IP Addresses Are Personal Data, E.U. Regulator Says | washingtonpost.com

The diametrically opposed directions that the European Community and the United States are taking ought to be extremely disconcerting to those who reside in the United States. The United States, the country that invented the internet and the addressing protocol that identifies computers on the internet (known as Transmission Control Protocol/Internet Protocol, or TCP/IP), is moving rapidly to relegate TCP/IP to a means of spying on its citizens. The awful–perhaps nonexistent–regulatory regime in the US allows providers of network services to monitor what users do, to track their habits, and to share that information with just about any entity that requires. That entity could be marketers or the watchful eyes of the government.

Meanwhile, the EU is conducting the most rational debate on the status of the IP address of computers users. As the computer becomes a significant means of communication–through applications like Skype, Gizmo, Yahoo! MSN AIM and other instant messaging clients–the IP address will become as unique and as important as a telephone number. Hence, it ought to receive as much protection as a telephone number. Global governing bodies are beginning to realize this, but the different ways in which the US and the EU governing bodies are approaching the IP address’s significance is alarming.

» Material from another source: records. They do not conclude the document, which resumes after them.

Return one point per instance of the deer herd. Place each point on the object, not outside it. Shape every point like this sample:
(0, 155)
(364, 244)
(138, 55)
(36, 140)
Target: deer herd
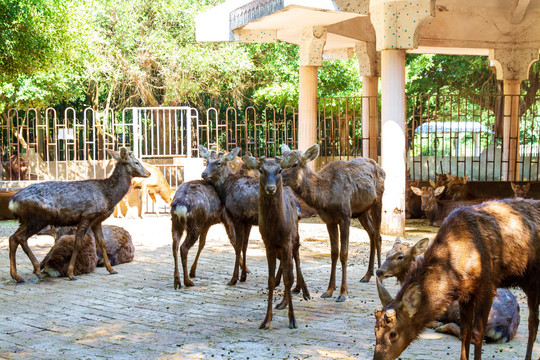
(456, 283)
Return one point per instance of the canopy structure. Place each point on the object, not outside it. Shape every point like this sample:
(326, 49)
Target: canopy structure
(379, 33)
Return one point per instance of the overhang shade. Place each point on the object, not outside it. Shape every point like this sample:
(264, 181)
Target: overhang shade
(273, 20)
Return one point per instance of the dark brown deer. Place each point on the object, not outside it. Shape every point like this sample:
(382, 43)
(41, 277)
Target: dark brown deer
(278, 224)
(437, 210)
(477, 250)
(195, 208)
(520, 191)
(118, 242)
(238, 194)
(340, 191)
(56, 262)
(503, 318)
(83, 203)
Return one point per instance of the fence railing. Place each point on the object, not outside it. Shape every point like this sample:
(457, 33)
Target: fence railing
(445, 134)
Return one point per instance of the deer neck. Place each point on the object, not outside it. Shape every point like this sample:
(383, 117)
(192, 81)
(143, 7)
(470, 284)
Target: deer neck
(117, 185)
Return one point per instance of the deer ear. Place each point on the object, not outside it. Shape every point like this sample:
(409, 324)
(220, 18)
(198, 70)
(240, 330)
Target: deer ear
(231, 155)
(204, 152)
(416, 190)
(384, 295)
(438, 191)
(115, 154)
(420, 247)
(251, 162)
(310, 154)
(411, 300)
(284, 149)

The American government is actively extending and abusing the regulatory vacuum surrounding the IP address to let American companies and government bodies to gather information on every citizen. In contrast, the EU is actively discussing a regulatory regime that recognizes the importance of the IP address. While the US government is diminishing privacy, the EU bodies are seeking to protect and to expand privacy. Hence, the liberties in which Americans take excessive pride are being, in effect, exported to the European Union, where people can surf comfortably now and perhaps with even greater privacy in the future.